MUTUAL INFORMATION ANALYSIS USED TO DETERMINE MOST INFORMATIVE FEATURES IN BREAST CANCER DIAGNOSIS

Monday, October 25, 2010
Sheraton Hall E/F (Sheraton Centre Toronto Hotel)
Yirong Wu, PhD1, Elizabeth S. Burnside, MD, MPH, MS1, Oguzhan Alagoz, PhD1, Mehmet U.S. Ayvaci, MS1, David Page, PhD1 and Ross Shachter, PhD2, (1)University of Wisconsin-Madison, Madison, WI, (2)Stanford University, Stanford, CA

Purpose: We aim to develop a methodology to determine which mammography feature variables predict breast cancer most efficiently and accurately. We use Bayesian reasoning and mutual information analysis to inform decision makers which test or features would be most valuable in the diagnosis of breast cancer.

Method: Our database consisted of 9986 structured reports comprised of demographic factors and mammographic findings. We matched these reports with our Comprehensive Cancer Center tumor registry which served as our reference standard. We tested our methodology on example features including: mass margin, breast density, calcification shape, and architectural distortion. We used the tree augmented naïve Bayes (TAN) learning algorithm to train a Bayesian network on these features using 10-fold cross validation. We obtained the mutual information between the target variable (benign/malignant) and each feature variable by using the variable elimination algorithm. We estimated the probability of breast cancer conditioned on each variable individually and then compared the predictive accuracies by area under the ROC curve (AUC). With a threshold that penalized false negative (FN) results 50 times that of false positive (FP) results, we calculated the number of erroneous diagnoses (FN and FP) for each variable.

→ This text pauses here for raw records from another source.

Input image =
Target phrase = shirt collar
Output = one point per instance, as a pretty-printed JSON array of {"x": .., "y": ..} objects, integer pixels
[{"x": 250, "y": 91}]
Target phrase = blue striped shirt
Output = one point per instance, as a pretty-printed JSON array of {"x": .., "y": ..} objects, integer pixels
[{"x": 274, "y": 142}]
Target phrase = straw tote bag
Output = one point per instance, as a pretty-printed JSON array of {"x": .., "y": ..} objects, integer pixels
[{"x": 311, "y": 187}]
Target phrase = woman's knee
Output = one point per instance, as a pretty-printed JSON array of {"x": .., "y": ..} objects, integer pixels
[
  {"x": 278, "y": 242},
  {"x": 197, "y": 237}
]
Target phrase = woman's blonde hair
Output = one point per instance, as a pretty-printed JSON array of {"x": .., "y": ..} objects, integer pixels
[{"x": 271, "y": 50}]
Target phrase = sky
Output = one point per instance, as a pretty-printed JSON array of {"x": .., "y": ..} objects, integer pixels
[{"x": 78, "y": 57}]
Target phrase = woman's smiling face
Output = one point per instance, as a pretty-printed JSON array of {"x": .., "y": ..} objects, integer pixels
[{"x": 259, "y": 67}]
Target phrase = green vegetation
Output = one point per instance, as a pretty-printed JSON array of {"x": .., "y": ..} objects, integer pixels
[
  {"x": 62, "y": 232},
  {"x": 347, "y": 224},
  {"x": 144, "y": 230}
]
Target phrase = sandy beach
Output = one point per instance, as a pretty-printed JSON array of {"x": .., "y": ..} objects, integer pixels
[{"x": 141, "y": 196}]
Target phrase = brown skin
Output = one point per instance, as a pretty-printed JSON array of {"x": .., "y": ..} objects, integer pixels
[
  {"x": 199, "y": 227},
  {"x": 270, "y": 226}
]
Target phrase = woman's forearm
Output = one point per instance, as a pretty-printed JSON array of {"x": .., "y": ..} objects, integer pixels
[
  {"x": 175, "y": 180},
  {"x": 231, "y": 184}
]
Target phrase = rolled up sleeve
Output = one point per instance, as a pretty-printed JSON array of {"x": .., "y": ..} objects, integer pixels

Result: We ranked the feature variables on their mutual information with the target variable and found mass margin>calcification shape>breast density>architectural distortion. These rankings were reinforced by ROC analysis demonstrating mass margin as the most informative variable, and architectural distortion as the least informative variable for distinguishing benign and malignant breast disease (see Table below). Based on our predefined threshold each variable resulted in FN and FP diagnoses in concert with the mutual information of that variable.

  AUC FN number FP number
All features 0.815

74

3700

Mass margin 0.740

93

4650

Calcification shape 0.697

96

4800

Breast density 0.647

103

5150

Architectural distortion 0.634

103

5150

Conclusion: Mutual information can be used to specify the relative importance of mammographic feature variables for breast cancer diagnosis. Extension of this mutual information analysis methodology has the potential to rank the value of different variables to influence the selection and application of variables or diagnostic tests in the pursuit of optimal breast cancer diagnosis.